Dutch and Flemish Masterworks on View until February 17
NEW YORK CITY – Jack Kilgore & Co. will host its annual winter exhibition of primarily “Dutch and Flemish Old Master paintings” from January 22 to February 17.
Highlighting the event will be a painting of “The Holy Family” by Hendrick Goltzius (1558-1617). Primarily known as a printmaker, his oeuvre consists of about 40 paintings. The gallery’s painting is signed and dated 1607. According to the gallery the work maintains the original canvas and has never been re-lined.

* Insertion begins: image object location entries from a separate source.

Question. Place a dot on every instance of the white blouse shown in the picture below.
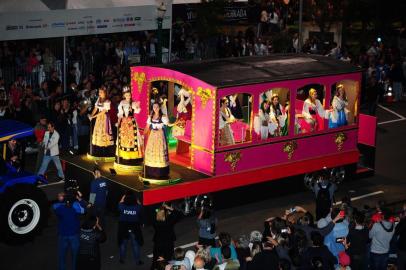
(225, 118)
(103, 106)
(124, 108)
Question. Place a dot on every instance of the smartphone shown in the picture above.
(340, 239)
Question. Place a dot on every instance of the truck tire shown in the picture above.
(23, 214)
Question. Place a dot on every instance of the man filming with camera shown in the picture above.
(68, 210)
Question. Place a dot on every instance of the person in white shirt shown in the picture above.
(51, 151)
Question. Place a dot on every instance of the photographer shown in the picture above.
(164, 236)
(129, 226)
(91, 235)
(98, 195)
(324, 190)
(51, 151)
(68, 210)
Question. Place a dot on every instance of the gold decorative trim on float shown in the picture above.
(340, 139)
(102, 159)
(160, 182)
(126, 169)
(140, 78)
(289, 148)
(205, 95)
(233, 158)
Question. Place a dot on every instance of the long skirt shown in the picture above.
(156, 155)
(129, 145)
(226, 135)
(341, 120)
(102, 137)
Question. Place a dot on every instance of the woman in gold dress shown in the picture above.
(129, 143)
(226, 118)
(102, 135)
(156, 152)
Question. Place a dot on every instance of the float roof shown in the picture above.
(229, 72)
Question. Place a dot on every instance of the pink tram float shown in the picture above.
(251, 120)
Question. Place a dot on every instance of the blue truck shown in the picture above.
(24, 207)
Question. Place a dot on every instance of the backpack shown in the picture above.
(323, 196)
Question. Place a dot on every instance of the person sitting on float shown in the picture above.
(339, 113)
(278, 118)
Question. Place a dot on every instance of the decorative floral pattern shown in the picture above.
(140, 78)
(290, 148)
(205, 95)
(340, 139)
(233, 158)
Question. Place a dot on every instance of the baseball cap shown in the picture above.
(343, 259)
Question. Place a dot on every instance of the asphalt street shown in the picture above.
(239, 215)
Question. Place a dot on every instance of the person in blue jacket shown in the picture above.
(129, 226)
(68, 210)
(98, 195)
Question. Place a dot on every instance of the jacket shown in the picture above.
(51, 143)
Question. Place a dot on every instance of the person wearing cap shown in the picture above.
(343, 261)
(381, 235)
(39, 132)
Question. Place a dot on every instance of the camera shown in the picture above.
(71, 189)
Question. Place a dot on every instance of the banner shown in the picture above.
(75, 22)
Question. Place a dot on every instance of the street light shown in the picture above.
(161, 14)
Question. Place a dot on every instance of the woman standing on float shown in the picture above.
(156, 160)
(102, 135)
(129, 143)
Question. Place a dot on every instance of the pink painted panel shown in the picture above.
(272, 154)
(367, 129)
(202, 161)
(293, 85)
(202, 126)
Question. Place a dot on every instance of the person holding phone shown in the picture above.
(98, 195)
(336, 239)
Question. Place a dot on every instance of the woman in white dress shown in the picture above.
(102, 135)
(226, 118)
(129, 143)
(339, 113)
(311, 107)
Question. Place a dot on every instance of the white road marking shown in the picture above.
(391, 121)
(392, 112)
(184, 246)
(362, 196)
(51, 184)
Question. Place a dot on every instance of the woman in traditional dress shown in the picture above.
(102, 135)
(129, 144)
(311, 107)
(226, 118)
(278, 117)
(262, 127)
(338, 116)
(235, 106)
(156, 152)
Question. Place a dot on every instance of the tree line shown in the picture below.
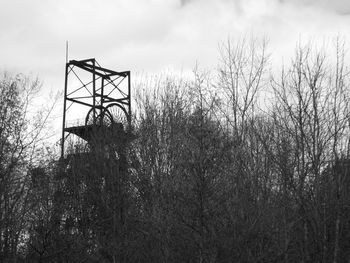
(243, 163)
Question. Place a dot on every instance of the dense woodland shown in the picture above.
(242, 163)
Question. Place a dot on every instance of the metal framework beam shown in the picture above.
(91, 93)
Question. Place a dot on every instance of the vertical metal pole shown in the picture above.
(102, 90)
(129, 95)
(64, 109)
(94, 92)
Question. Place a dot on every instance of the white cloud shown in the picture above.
(150, 35)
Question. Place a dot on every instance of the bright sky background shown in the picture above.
(150, 36)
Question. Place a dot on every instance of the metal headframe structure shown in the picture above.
(103, 96)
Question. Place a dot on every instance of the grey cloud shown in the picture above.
(341, 7)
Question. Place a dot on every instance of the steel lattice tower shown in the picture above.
(101, 98)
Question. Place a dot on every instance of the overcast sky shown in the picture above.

An earlier religious painting is “Madonna and Child with St. John” by the German artist Lucas Cranach the Elder (1472-1553). This panel painting is signed with the artist’s crowned snake devise and dates to the 1540s, the artist’s mature period.
Another German artist, Georg Flegel (1566-1638) is represented with a “Still Life with a Pike’s Head.” The composition is an early example of Netherlandish still life painting, most likely produced around 1600 when Flegel first arrived in Frankfurt.
An important painting by Philips Wouwerman (1619-1688) is his “Triumph of Virtue over Evil.” Wouwerman, the famous landscapist who often included white horses in his compositions, executed this remarkable history painting in 1655. The subject recalls Albrecht Durer’s famous engraving “Knight, Death and the Devil.”
Another memorable piece is Salomon de Braij’s (1597-1664) “Odysseus and Circe.” De Braij belongs to the group of so-called Haarlem Classicist painters, who first introduced a classicizing style of painting into Dutch Seventeenth Century art and were inspired by ancient mythology. Another painting with a subject taken from a Greek source is “Diogenes Searching for an Honest Man” by Jan Victors (1619-1683). Other religious paintings exhibited are “Christ on the Road to Calvary” by David Teniers the Elder (1582-1649) for one of the most important public commissions in Holland in the Eighteenth Century.
A landscape by Nicolaes Berchem (1620-1683), “Landscape with a Woman on a Dapple-Grey Horse,” reflects the influence of the Italy on Northern art, while in Roeland Savery’s (1576-1639) “Mountainous Landscape with a Entrance to a Mine,” the Tirolean scenery around Prague was the inspiration for the aritst’s compositions. “Winter scenes” by Hendrick Dubbels (1621-1707), Joos de Momper (1564-1635), and Jan van Kessel (1641-1680) complement this genre of landscapes.